Needless to say, my friendship with Gunner was over. We made a little more awkward small talk, and then I came up with a shitty excuse to leave. He told me to come and stop by the cabin sometime soon, that my presence was “sorely missed” (which I didn’t really believe. Pagan satanists don’t really tend to form many meaningful attachments, I guess.) On my way out, we power-shook, and I began to walk away.

“Hey, Russ,” he called after me, and I turned to listen. “Blood brothers, man.”

I replied, “Blood brothers forever, dude.”

We nodded, and he said, “Wicked.”

And then, I walked away, and that was the last time we spoke. I don’t miss him.
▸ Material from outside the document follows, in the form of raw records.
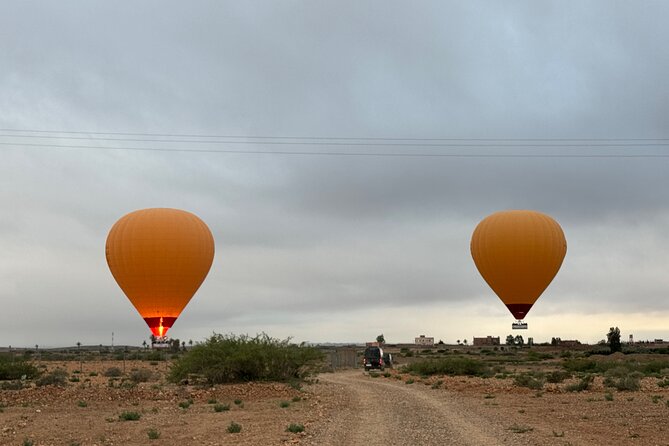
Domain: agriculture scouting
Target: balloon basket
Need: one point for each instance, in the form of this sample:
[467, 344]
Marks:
[519, 325]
Getting ready to leave my mother’s house was not particularly difficult. I don’t own very many things. My room didn’t look too different once I packed the necessary items into a backpack. Bliss had been sitting on the couch, dazed the whole week. I felt a bit concerned at first, but then reasoned with myself and decided that this could be good for her, not having anyone there to do shit. Maybe she’d take back her responsibilities and be a normal mom again by the time I came back. That was the only way I could reconcile leaving. I guess I do have a soft spot.

Saturday night came, and I felt really restless, but also nervous. I began to worry if maybe I shouldn’t leave Springfield at all, but I figured I’d never know if I’d made the right choice until I left. I’d already paid for the tickets — Springfield to Chicago, Chicago to San Francisco. I had no excuse to stay. Before leaving that morning, I left a note on the table for Bliss that said that I was leaving for a few weeks, and that she shouldn’t look for me or try to contact me. Not that I actually believed she’d go out of her way to get in touch. It was just a way for me to feel like I wasn’t just abandoning her. She’d be fine. My departure would be good, maybe even for both of us.

The morning was brisk for late August. The sun hadn’t fully come up yet and made the low-hanging clouds look like a child had finger-painted on them in an orangey pink color. My bag seemed lighter that morning, and I felt pretty good, or at least I felt much better than I’d felt the night before.

I walked quickly into town and up the hill onto the exit from Route 125. The walk from the exit that led into Pleasant Plains was pretty short, about ten minutes or so. Soon enough I was on the side of the highway, and I stuck out my thumb in order to hitch a ride into Springfield. A few cars passed by me, followed by gusts of wind and car exhaust fumes.

Finally, a pickup truck stopped, and the passenger door opened. I grabbed my stuff and jumped in. The guy who was driving the truck was short and had a beer belly and a thick brown mustache. He asked where I was headed. I said Springfield, and he nodded and said he was headed there himself. He introduced himself as Bud, I said my name was Russell, and we shook hands. There wasn’t much more to say, so Bud turned on the radio to the local country station, and I rested my head against the window of the truck. I liked how I could feel the cold glass pressed against my temple, vibrating softly.

After about forty minutes, we could see Springfield ahead of us. Bud asked where he should drop me off. I said the Amtrak station, and so that’s exactly where he left me, standing on the corner with my bag and a nervous fluttering in my chest.